Le Parnasse contemporain

Troisième recueil



Du troisième recueil je tire trois poètes moins connus, mais qui ont fait leur marque dans la littérature du dix-neuvième siècle. Commençons par Ernest D'Hervilly, qui écrit là quelque chose qui me semble contenir, de par ses allusions, plus qu'un hymne à la bière.

Mars

Un souvenir d'enfance, assoupi dans mon coeur,
Que le retour de Mars joyeusement réveille,
C'est celui d'une Enseigne où trône une bouteille
Qu'emplit, ô Cambrinus, ta fougueuse liqueur :

Caressant d'un colback haut le plumet vainqueur
(Cependant que déjà butine aux champs l'abeille),
Deux houzards moustachus, attablés sous la treille,
Sont là, prêts à goûter la bière fraîche en choeur.

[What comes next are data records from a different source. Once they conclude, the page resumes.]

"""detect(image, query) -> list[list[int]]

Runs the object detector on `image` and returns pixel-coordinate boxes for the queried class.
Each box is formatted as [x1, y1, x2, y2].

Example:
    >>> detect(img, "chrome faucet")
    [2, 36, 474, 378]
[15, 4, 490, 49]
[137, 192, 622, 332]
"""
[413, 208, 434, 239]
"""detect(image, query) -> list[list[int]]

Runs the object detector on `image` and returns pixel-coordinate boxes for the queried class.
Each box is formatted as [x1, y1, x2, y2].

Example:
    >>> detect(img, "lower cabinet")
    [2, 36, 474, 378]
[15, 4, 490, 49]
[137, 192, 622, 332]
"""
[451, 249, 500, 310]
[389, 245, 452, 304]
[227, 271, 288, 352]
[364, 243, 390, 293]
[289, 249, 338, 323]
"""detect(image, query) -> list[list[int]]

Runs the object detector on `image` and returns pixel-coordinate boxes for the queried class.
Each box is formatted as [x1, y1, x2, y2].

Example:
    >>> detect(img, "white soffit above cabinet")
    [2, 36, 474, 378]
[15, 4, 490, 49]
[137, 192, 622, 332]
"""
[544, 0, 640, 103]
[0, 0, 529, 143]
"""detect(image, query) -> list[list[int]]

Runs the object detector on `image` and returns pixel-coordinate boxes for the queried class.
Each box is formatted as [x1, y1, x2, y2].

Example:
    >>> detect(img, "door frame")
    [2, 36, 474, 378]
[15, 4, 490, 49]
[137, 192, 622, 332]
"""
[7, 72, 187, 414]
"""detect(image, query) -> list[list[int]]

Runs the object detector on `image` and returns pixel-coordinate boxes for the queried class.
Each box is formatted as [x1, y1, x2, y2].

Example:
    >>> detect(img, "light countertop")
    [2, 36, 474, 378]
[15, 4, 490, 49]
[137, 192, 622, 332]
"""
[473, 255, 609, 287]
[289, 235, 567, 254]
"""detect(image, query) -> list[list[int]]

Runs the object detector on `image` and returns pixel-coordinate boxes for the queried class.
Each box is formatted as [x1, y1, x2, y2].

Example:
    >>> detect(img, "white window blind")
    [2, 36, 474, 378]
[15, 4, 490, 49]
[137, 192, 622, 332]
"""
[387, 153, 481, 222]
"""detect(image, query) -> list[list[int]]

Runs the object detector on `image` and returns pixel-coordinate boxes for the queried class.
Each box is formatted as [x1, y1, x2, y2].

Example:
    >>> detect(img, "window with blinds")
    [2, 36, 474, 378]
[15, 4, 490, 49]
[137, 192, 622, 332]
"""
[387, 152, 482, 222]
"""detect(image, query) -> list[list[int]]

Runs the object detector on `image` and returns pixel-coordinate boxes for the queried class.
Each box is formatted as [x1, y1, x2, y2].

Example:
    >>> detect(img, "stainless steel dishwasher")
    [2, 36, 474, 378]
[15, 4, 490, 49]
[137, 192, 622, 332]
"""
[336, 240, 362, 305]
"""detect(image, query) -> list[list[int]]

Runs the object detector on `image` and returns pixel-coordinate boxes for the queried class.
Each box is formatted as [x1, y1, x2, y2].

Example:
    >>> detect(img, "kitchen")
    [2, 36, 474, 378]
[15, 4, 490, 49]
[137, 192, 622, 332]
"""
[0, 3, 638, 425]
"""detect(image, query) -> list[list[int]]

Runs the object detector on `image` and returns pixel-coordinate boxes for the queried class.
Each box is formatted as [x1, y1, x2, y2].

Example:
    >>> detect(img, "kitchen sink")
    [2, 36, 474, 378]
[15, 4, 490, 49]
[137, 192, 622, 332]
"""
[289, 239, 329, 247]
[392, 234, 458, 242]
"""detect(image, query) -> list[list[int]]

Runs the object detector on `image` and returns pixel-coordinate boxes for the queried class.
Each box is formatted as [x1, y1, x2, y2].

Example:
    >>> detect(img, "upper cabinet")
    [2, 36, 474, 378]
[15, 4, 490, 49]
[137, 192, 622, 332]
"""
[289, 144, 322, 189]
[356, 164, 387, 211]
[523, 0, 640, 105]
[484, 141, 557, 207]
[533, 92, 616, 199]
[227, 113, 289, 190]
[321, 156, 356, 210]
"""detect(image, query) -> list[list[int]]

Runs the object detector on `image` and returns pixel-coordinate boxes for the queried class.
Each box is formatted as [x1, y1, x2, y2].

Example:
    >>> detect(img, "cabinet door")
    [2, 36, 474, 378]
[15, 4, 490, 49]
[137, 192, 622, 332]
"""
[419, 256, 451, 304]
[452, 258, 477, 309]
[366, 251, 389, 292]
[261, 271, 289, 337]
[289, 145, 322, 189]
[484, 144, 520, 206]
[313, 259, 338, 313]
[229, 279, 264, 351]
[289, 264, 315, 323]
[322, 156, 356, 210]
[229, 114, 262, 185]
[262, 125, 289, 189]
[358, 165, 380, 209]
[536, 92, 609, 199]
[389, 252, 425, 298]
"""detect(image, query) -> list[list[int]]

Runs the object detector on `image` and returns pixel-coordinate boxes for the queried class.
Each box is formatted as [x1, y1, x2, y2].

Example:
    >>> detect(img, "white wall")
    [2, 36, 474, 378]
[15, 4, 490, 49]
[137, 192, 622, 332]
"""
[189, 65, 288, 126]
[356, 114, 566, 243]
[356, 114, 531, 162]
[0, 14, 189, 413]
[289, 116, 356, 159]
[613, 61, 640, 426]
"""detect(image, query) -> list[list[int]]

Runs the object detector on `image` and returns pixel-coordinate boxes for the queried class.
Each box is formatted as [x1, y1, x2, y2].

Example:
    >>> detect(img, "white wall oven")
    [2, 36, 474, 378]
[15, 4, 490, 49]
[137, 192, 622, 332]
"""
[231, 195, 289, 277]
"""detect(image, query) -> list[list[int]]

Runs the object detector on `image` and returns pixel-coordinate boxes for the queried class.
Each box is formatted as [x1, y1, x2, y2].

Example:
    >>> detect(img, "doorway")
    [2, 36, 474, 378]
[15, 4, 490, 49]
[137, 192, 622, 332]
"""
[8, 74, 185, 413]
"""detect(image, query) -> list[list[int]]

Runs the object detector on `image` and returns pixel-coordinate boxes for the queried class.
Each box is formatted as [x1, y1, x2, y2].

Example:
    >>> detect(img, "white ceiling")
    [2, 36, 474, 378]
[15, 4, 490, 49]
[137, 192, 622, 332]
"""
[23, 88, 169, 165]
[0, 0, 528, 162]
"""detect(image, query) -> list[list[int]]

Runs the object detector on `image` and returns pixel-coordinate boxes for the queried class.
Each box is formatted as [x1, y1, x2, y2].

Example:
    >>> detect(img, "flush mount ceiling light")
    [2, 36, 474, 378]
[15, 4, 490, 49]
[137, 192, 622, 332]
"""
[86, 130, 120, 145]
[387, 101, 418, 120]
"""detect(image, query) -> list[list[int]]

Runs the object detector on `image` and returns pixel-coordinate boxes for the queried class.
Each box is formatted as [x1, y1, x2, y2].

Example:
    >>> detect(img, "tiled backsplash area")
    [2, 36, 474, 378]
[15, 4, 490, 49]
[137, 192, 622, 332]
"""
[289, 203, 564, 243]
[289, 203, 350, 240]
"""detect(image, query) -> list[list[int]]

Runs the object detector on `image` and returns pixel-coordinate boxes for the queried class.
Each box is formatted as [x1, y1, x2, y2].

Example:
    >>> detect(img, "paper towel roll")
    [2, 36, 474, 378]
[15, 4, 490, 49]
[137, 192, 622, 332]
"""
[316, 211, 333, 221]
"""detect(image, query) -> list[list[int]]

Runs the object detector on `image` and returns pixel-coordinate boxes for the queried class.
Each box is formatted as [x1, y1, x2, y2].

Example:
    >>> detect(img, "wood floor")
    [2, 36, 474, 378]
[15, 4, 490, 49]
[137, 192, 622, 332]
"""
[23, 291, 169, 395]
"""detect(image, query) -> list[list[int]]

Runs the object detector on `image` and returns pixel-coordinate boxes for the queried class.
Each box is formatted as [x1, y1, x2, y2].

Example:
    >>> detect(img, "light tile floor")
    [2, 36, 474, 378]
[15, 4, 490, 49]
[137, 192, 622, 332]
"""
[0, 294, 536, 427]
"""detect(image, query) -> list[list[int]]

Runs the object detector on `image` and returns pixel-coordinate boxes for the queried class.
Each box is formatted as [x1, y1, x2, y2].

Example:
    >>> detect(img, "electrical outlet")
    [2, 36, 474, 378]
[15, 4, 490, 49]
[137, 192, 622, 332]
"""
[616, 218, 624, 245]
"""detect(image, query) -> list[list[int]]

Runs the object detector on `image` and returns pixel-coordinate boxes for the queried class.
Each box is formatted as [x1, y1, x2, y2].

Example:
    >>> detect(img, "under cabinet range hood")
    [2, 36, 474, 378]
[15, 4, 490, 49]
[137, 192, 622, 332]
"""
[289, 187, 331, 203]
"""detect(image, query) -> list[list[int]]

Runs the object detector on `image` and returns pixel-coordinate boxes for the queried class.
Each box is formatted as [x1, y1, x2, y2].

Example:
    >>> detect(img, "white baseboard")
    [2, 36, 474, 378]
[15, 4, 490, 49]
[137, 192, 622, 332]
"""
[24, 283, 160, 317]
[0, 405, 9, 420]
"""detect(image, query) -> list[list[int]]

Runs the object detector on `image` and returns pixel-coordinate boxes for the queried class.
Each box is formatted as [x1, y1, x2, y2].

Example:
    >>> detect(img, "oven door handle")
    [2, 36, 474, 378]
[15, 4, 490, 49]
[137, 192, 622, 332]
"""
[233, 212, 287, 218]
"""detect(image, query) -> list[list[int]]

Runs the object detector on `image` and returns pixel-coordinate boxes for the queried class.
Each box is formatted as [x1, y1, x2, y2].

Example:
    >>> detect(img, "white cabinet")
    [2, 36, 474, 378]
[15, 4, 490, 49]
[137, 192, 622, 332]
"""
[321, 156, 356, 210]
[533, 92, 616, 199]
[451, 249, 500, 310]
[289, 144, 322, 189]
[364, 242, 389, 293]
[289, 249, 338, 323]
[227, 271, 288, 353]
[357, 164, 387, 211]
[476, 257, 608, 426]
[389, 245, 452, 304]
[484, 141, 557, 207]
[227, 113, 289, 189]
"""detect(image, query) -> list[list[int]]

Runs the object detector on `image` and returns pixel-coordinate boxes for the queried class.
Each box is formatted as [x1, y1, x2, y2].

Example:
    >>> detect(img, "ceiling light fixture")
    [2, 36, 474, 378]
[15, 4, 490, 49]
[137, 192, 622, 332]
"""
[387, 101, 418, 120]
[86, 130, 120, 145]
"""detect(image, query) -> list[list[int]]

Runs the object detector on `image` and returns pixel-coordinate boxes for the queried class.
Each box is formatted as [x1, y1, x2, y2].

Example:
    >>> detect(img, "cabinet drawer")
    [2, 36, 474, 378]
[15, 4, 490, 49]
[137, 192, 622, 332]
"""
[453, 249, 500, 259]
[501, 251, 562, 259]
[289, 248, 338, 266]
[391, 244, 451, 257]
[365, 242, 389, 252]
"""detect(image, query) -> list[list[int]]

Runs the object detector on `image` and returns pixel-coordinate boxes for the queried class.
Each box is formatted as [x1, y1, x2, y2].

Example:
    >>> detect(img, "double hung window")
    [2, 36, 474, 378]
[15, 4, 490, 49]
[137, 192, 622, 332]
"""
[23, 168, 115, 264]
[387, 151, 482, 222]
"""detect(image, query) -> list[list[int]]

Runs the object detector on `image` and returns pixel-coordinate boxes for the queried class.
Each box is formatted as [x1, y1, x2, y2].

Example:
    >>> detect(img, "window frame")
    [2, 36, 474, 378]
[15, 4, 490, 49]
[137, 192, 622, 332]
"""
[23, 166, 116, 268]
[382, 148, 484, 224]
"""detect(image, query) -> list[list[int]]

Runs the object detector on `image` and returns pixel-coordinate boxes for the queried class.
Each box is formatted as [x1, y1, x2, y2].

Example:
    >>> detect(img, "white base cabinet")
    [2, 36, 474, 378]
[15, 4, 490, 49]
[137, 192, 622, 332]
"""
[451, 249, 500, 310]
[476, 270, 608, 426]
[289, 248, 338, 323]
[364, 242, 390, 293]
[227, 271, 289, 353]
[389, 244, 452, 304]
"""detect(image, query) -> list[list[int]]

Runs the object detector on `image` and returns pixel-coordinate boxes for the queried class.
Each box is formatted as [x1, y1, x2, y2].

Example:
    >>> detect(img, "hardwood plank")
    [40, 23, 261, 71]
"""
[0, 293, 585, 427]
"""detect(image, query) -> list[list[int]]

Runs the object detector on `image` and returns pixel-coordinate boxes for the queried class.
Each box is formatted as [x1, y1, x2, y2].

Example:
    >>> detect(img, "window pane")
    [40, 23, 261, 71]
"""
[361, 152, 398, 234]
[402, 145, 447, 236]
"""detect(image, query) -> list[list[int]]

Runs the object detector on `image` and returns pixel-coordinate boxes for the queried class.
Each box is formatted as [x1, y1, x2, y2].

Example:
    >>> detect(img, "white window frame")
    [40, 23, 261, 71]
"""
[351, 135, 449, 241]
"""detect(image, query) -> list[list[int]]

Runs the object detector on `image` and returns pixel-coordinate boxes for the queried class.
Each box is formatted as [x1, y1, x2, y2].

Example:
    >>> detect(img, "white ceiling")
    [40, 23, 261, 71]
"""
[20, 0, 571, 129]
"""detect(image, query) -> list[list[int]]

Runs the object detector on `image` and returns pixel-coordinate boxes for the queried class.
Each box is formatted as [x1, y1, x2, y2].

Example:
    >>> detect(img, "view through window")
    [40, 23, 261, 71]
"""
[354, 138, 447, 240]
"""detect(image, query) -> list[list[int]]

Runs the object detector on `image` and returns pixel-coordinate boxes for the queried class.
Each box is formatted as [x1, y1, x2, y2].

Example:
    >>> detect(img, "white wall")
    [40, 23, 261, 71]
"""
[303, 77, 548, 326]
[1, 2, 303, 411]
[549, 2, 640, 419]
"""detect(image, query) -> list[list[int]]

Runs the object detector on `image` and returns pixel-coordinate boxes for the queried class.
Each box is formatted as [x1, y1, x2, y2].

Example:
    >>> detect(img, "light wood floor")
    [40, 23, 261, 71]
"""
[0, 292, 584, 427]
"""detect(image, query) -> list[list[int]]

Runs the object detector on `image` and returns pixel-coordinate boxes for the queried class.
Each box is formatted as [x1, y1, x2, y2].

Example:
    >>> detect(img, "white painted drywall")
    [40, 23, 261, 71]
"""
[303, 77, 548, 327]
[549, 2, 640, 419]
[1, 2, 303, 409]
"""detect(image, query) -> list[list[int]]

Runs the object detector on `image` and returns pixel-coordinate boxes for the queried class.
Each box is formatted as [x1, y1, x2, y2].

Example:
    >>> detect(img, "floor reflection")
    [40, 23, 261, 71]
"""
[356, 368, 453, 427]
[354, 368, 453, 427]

Soudain le bouchon - pan! - s'élance vers les nues,
Et la bière en deux jets mousseux s'échappe, mais
Pour obéir, docile, à des lois inconnues;

Car, - chose que ne vit la physique jamais,
Au grand contentement des braves militaires,
Le liquide obligeant retombe au sein des verres!

Ernest D'Hervilly


Passons ensuite à Albert Mérat. Ne s'épancherait-il pas plus qu'il est de bon ton dans l'école parnassienne?

Les Fleurs de pommiers

Les champs sont comme des damiers
Teintés partout du blé qui lève.
Avril a mis sur les pommiers
Sa broderie exquise et brève.

Avant que les soleils brutaux
Aient fait jaunir l'herbe et la branche,
C'est la gloire de nos coteaux
D'avoir cette couronne blanche.

Malgré les feuillages légers,
Les jardins sont tout nus encore,
Mais les fleurs couvrent les vergers
Qui rayonnent comme une aurore.

La campagne gaie est vraiment
Belle et divinement coiffée;
Les pommiers ont un air charmant
Avec leur tête ébouriffée.

Une étoile blanche est leut fleur
Qu'Avril peut brûler d'une haleine.
Le Chinois en peint la pâleur
Sur les tasses de porcelaine.

Elle n'a pas d'odeur; elle est
Délicate, charnue et grasse;
Blanche et mate comme le lait,
Aussi légère que la grâce.

Elle semble s'enorgueillir
Du fragile trésor du germe.
Il faut la voir sans la cueillir
À cause du fruit qu'elle enferme.

Cependant sur le front aimé
Qui s'éclaire de l'embellie,
Pas une seule fleur de mai
N'est, à vrai dire, aussi jolie.

J'ai là, tout au fond de mon coeur
Un souvenir de matinée :
Des fleurs prises d'un doigt moqueur...
Mais je ne sais plus quelle année!

Albert Mérat


Lisons enfin un poème de Léon Valade, qui d'un sonnet couronne notre tryptique printanier.

Mai

Avril, à l'incarnat frêle et poudré de givre,
Nous tient encor troublés de son charme incertain;
Lorsque Mai, couronné de roses, un matin,
Sort des brumes, tenant la coupe où tout s'enivre.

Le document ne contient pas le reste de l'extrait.